How to determine a confidence level in your project schedule – Part One
Recently I was asked to work on a project wherein I had to create a Master Schedule for release of a customer product. Basically, the situation was that there were 5 team leaders, not all of whom fully understood their workflow and not all of whom had ever been in a room together for more than a few hours. (In order to gather input for the schedule, we held a two-day meeting using the Work Breakdown Structure. But more on that in a subsequent post). I was later asked by someone what my confidence level was in the schedule. By that she meant, what percent confidence did I have that the schedule could be accomplished in the allotted four-month timeframe.
So I thought about it for a bit and realized that I could not just pluck a number out of the air. That in fact, my estimate of confidence level had to be based on something specific in the schedule. (Over and above my confidence in the ability of the team to execute).
So what I’m going to talk about here (and in part two) is what I believe to be criteria for determining confidence levels in a schedule. Again, these are just my thoughts. Seems to me that someone more industrious than me could ultimately convert this into metrics. Below are the parameters that I consider when judging schedule confidence, from most important to least:
Estimates. I’m thinking of time estimates here rather than cost. So in Project, we record durations or perhaps effort, sometimes both. I’ve found generally that people aren’t good at estimating work even if they’ve done it before. This is in large part because they don’t keep any historical records. And so they guesstimate based on, perhaps, a vague remembrance of how long it took them to do a similar thing last time. And then they pad it. What raises or lowers confidence here is the ability of the team member to estimate correctly. And then, what happens to this estimate as the schedule iterates, possibly through several levels of management. Is it respected? Is it dismissed and then lowered to meet some arbitrary deadline (trade show, time-to-market, review board, etc.)?

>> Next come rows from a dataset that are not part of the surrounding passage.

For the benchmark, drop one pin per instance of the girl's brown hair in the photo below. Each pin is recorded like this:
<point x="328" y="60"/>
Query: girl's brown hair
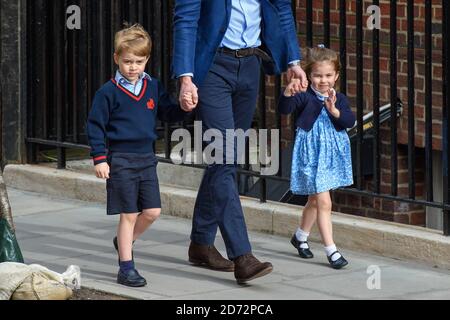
<point x="319" y="54"/>
<point x="133" y="39"/>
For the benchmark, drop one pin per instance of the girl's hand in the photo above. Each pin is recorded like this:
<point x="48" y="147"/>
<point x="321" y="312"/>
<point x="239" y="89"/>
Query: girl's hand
<point x="102" y="170"/>
<point x="293" y="87"/>
<point x="330" y="103"/>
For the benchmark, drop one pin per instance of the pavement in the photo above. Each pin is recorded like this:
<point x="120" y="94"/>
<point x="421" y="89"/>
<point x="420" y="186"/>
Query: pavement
<point x="57" y="232"/>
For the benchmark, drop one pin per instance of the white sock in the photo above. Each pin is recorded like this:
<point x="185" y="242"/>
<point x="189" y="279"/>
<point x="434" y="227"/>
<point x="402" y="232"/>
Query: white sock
<point x="329" y="250"/>
<point x="302" y="236"/>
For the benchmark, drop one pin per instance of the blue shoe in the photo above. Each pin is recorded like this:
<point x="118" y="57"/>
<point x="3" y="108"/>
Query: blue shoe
<point x="302" y="252"/>
<point x="339" y="263"/>
<point x="131" y="279"/>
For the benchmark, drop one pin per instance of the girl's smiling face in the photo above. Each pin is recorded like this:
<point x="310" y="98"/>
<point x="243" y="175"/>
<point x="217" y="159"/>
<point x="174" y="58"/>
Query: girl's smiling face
<point x="323" y="76"/>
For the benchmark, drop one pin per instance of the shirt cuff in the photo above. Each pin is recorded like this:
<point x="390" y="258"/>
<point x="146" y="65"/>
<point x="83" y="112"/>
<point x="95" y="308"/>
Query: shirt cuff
<point x="294" y="63"/>
<point x="189" y="74"/>
<point x="99" y="159"/>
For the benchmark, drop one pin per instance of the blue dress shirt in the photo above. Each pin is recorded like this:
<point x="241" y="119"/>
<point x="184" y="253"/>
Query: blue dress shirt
<point x="244" y="29"/>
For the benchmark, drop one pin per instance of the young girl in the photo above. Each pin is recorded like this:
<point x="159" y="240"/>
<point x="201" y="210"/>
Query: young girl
<point x="321" y="158"/>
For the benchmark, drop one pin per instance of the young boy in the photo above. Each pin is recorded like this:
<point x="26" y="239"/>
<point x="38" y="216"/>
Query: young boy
<point x="124" y="113"/>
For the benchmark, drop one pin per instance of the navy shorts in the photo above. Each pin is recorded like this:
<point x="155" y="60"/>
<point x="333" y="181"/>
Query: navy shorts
<point x="133" y="183"/>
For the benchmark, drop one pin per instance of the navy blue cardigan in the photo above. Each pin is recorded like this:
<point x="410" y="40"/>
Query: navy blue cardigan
<point x="309" y="106"/>
<point x="126" y="121"/>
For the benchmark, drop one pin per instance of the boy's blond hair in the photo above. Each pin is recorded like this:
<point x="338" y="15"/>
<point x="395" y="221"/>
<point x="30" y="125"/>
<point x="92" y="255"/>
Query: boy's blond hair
<point x="133" y="39"/>
<point x="319" y="54"/>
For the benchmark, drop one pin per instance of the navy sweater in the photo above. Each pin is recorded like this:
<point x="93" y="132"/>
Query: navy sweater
<point x="308" y="107"/>
<point x="126" y="121"/>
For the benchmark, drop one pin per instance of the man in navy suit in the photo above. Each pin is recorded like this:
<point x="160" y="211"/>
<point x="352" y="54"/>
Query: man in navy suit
<point x="219" y="46"/>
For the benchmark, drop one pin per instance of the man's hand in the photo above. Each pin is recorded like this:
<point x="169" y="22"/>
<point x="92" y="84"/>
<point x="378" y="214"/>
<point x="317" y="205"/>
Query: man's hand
<point x="296" y="72"/>
<point x="188" y="89"/>
<point x="330" y="103"/>
<point x="102" y="170"/>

Resources. Every project I’ve either managed or for which I’ve helped create a schedule has a resource crunch. So, there are always too few resources doing too many tasks on too many projects. And so, how is this accounted for? Is it an infinite resource schedule? In other words is the schedule set up as if all resources can work on it all the time? If so, low confidence. Do they use the schedule to accurately account for people’s time on each task? Every Project schedule I’ve ever seen shows at least half the resources in red (over-allocated) on the resource view. This often goes overlooked and the schedule gets baselined anyway. And everybody wonders why the dates were not met. Meanwhile, it turns out that poor Joe was scheduled at 24 hours/day for four weeks. To raise confidence in the schedule, you must level those resources. Resources are not machines. They cannot work at 150% capacity. At least not for the long haul.